To counter that threat, Schultz wants to make it impossible for ISPs or anyone they’ve sold your data to accurately profile you. The vote yesterday implicitly legalized such tracking by explicitly rescinding rules against it. By muddying your online identity, advertisers can’t accurately target you, and authorities can’t accurately surveil you. To create noise that blocks your signal, Schultz googled “Top 4,000 nouns” and folded the list into his code. When you hit the “Make some noise” button on his site, it harnesses Google’s “I’m Feeling Lucky” button to search those phrases, then opens five tabs based on the results. Every ten seconds it does another search and opens up five more. Within minutes, my entire browser history was a jumble. Internet Noise will keep going until you hit the “STOP THE NOISE!” button. Schultz envisions you running this while you sleep.
This signal-jamming offers just one modest example of the larger theory of obfuscation, the idea that if you can’t disappear online at least you can hide yourself in a miasma of noise. Adnauseam.io is a plug-in currently banned by Google that works in a similar way, except instead of just opening pages and jamming your history, it actually clicks on random ads. In the process, it’s directly targeting the ad model that underpins so much of the internet, and it can be pretty effective. I am not building a deck or in the market for a manual regenerative hydrator, but now that Internet Noise search for those things ads for both will likely appear in my Facebook feed, and I’m cool with that. Internet Noise tries to throw them off my trail by creating a fake path to follow. That’s the key to successful signal-jamming: You can’t just generate random sounds. You have to generate a second song.
Risks and Limitations
What if it’s not an advertiser looking at your web data, though, but a spy agency or some other authority drawing conclusions about your browsing? From my test run, someone might conclude something causal between my googling of industrial equipment, chemical companies, nuclear proliferation, sleuth intelligence, and cancer. Sketchy! Schultz himself hasn’t evaluated all 4,000 search words (and the 16,000,000 results their two-word combinations can generate)1 to determine whether they might raise red flags for anyone spying on my habits.
But I can take some comfort in the fact that right now, Schultz’s site isn’t that effective at truly jamming my signal. It’s actually too random. It doesn’t linger on sites very long, nor does it revisit them. In other words, it doesn’t really look human, and smart-enough tracking algorithms likely know that.
“The main problem with these sorts of projects is that they rely on your being able to generate plausible activity more reliably than your adversaries,” says privacy expert Parker Higgins, formerly of the Electronic Frontier Foundation. “That’s a really hard problem.”
Schultz says the main point of Internet Noise for now is to raise awareness, though the open source project has the potential to evolve into a real privacy tool. People have already reached out to fix minor problems and suggest ways to make it more effective. In the meantime, anyone truly concerned about their privacy needs to stay savvy about the technical limitations of the tools they choose, including Internet Noise. “I fear that any of these cool hacks will give people a false sense of security,” says EFF privacy researcher Gennie Gebhart, who is working with her team to create a broad toolkit of how to protect yourself from ISP tracking. “There is no one click that will protect you from all the kinds of tracking.”

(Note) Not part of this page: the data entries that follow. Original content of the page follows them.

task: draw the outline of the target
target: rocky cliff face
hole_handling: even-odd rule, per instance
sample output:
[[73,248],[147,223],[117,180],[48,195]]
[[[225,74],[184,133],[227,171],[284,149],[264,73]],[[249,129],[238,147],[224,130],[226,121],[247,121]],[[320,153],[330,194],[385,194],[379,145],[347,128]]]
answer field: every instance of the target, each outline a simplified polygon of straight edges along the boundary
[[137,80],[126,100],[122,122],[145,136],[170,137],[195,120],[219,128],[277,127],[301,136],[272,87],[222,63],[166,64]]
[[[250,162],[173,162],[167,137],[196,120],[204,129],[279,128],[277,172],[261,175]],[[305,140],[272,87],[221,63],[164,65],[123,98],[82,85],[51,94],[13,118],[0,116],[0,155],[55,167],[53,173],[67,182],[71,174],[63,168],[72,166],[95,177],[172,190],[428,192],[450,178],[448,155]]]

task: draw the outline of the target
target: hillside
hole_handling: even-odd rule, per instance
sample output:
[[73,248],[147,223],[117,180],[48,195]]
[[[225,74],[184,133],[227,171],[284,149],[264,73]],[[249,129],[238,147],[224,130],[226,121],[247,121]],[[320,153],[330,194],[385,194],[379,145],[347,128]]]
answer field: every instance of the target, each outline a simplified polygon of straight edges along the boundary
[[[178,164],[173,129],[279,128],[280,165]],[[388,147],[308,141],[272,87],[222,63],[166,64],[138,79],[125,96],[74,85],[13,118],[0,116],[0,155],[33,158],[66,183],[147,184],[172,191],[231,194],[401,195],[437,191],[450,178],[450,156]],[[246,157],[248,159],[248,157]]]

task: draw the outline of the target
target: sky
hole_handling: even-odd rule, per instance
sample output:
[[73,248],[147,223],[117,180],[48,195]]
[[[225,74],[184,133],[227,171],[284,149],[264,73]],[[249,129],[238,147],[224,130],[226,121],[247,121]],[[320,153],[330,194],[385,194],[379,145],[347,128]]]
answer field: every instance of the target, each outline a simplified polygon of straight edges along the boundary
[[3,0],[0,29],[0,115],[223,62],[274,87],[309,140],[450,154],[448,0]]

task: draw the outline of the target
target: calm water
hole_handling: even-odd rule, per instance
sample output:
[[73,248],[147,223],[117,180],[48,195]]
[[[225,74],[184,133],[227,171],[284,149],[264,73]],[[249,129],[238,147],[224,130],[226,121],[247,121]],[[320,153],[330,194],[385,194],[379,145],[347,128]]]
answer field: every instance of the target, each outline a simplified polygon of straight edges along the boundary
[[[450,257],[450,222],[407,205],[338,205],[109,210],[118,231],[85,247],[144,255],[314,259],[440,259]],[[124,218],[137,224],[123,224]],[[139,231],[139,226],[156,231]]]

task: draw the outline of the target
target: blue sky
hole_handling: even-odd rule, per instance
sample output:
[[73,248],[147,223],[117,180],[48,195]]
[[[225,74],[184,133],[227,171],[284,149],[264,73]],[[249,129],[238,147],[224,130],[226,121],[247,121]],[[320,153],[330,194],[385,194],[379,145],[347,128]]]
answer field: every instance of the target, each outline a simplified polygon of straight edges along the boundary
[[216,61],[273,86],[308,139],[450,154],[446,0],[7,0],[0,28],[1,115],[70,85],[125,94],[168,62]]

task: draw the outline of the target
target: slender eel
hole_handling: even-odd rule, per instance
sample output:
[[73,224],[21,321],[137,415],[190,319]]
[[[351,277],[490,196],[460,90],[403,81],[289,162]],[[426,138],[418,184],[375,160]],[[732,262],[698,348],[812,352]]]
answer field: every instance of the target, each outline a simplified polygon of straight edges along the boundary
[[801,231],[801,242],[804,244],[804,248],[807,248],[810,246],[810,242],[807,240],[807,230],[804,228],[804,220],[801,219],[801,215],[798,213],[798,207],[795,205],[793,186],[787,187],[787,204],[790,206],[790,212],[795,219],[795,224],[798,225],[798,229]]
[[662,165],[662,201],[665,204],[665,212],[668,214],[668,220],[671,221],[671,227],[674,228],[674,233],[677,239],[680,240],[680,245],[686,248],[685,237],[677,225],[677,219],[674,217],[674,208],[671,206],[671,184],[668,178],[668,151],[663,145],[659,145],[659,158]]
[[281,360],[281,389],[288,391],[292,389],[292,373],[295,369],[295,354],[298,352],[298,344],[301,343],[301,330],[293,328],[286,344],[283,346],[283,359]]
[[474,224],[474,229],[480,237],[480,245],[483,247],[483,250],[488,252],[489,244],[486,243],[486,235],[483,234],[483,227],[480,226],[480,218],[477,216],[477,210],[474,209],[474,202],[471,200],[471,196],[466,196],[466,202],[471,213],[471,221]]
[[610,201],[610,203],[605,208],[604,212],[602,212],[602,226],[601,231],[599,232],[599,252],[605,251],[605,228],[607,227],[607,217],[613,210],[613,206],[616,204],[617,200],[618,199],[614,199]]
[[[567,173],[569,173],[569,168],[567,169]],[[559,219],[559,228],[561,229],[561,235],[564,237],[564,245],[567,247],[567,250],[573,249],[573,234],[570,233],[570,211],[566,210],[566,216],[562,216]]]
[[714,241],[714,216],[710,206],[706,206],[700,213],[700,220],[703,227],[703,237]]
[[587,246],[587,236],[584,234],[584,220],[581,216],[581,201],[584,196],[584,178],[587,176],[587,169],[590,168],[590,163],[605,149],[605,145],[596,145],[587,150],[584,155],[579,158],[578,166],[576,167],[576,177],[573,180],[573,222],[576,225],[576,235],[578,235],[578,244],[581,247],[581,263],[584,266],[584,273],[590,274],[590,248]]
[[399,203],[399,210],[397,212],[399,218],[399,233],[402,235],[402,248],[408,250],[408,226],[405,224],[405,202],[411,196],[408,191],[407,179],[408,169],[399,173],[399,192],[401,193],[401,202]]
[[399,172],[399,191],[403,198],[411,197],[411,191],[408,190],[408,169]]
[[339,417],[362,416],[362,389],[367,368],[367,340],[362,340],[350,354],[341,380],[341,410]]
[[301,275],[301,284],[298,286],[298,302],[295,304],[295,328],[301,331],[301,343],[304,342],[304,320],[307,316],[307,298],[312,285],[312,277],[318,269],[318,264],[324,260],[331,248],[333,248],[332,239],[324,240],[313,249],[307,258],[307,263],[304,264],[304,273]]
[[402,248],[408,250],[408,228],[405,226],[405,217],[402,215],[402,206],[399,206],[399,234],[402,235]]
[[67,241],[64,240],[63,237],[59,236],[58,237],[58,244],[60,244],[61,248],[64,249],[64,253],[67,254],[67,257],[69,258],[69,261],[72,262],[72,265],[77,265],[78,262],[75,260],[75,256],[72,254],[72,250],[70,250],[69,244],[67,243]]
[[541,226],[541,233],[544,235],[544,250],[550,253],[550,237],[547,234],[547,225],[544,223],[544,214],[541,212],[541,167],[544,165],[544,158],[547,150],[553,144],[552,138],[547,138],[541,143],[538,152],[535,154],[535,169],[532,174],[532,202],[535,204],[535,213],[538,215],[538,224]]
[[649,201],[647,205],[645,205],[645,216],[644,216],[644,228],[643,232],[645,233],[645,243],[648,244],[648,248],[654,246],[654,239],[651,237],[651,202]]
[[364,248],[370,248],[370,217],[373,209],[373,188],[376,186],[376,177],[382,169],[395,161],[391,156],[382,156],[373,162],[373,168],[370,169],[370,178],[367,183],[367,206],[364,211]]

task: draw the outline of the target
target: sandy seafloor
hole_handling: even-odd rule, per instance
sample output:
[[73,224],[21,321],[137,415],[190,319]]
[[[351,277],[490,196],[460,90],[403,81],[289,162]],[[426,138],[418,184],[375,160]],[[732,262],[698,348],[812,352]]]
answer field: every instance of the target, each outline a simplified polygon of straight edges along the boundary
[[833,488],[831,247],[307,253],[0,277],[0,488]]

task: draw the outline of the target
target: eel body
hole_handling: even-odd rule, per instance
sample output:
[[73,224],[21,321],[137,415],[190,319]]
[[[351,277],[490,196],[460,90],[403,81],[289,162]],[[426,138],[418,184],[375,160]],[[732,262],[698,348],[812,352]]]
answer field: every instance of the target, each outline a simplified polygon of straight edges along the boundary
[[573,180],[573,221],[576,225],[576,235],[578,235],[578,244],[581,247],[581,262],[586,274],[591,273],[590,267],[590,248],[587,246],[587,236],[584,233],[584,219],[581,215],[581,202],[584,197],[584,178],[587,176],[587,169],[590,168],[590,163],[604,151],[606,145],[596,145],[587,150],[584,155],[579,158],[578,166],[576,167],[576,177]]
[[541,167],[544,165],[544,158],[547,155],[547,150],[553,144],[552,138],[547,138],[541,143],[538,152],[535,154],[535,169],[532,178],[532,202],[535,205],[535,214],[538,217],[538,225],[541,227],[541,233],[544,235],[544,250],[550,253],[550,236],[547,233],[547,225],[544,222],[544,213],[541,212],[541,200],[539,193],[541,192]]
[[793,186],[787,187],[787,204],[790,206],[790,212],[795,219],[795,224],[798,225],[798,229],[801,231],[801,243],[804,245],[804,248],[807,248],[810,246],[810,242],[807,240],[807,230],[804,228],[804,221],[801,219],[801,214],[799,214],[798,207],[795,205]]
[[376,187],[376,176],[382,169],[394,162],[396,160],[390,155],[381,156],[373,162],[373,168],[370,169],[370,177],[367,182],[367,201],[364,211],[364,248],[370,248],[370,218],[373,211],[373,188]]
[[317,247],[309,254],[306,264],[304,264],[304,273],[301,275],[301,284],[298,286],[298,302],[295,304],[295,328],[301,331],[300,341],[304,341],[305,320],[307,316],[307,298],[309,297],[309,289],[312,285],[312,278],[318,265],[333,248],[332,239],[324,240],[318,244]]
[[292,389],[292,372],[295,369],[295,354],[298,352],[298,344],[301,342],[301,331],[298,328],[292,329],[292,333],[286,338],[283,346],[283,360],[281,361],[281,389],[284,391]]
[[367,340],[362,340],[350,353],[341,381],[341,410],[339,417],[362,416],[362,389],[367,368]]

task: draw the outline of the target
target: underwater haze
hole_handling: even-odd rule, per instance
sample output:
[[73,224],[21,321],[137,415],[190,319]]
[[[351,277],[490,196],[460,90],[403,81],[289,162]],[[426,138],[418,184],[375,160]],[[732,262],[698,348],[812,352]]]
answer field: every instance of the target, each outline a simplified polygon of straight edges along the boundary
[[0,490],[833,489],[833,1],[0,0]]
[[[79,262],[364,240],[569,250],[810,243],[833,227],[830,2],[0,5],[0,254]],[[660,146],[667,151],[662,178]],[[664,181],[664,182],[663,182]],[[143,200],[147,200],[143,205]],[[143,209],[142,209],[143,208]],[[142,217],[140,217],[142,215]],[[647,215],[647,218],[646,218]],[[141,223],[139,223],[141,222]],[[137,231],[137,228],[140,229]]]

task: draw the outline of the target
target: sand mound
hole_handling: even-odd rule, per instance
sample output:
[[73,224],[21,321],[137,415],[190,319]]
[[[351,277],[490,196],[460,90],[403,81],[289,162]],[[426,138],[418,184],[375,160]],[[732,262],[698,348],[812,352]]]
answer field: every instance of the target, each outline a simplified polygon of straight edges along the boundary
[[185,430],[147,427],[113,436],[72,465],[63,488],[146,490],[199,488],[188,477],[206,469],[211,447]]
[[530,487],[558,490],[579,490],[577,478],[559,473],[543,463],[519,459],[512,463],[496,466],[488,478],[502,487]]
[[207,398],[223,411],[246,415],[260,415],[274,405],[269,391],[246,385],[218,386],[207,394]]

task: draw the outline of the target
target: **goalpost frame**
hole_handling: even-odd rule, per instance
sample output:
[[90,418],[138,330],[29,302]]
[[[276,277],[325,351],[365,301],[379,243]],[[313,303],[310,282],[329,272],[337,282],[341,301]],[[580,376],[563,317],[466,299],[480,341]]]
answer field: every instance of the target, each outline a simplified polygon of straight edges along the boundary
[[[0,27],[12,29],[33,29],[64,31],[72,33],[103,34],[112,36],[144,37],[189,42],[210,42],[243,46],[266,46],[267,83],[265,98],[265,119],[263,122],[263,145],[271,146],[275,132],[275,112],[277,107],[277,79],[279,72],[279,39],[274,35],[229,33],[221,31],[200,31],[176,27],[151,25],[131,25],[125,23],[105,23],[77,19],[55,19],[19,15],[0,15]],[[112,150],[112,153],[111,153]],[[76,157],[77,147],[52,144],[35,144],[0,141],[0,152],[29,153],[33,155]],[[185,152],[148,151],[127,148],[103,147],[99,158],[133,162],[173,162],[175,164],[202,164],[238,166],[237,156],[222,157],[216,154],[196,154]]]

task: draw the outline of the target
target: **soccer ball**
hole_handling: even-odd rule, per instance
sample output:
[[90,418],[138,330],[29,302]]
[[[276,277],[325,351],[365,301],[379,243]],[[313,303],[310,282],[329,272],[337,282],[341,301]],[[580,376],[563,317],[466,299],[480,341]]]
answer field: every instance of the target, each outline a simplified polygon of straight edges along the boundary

Not that privacy-minded programmers will stop trying. Internet Noise may be the first grassroots hack created in direct response to yesterday’s vote. But a sizable collection of similar tools offers a sobering reminder that companies were already tracking and selling your data. Geeks may not have the political clout to stop such infringements of online freedom, but they do have the advantages of speed and passion. As long as they have keyboards, internet fighters will try to drown out Washington with the roar of their code.
1Updated to include how many different search results the noun combinations could generate.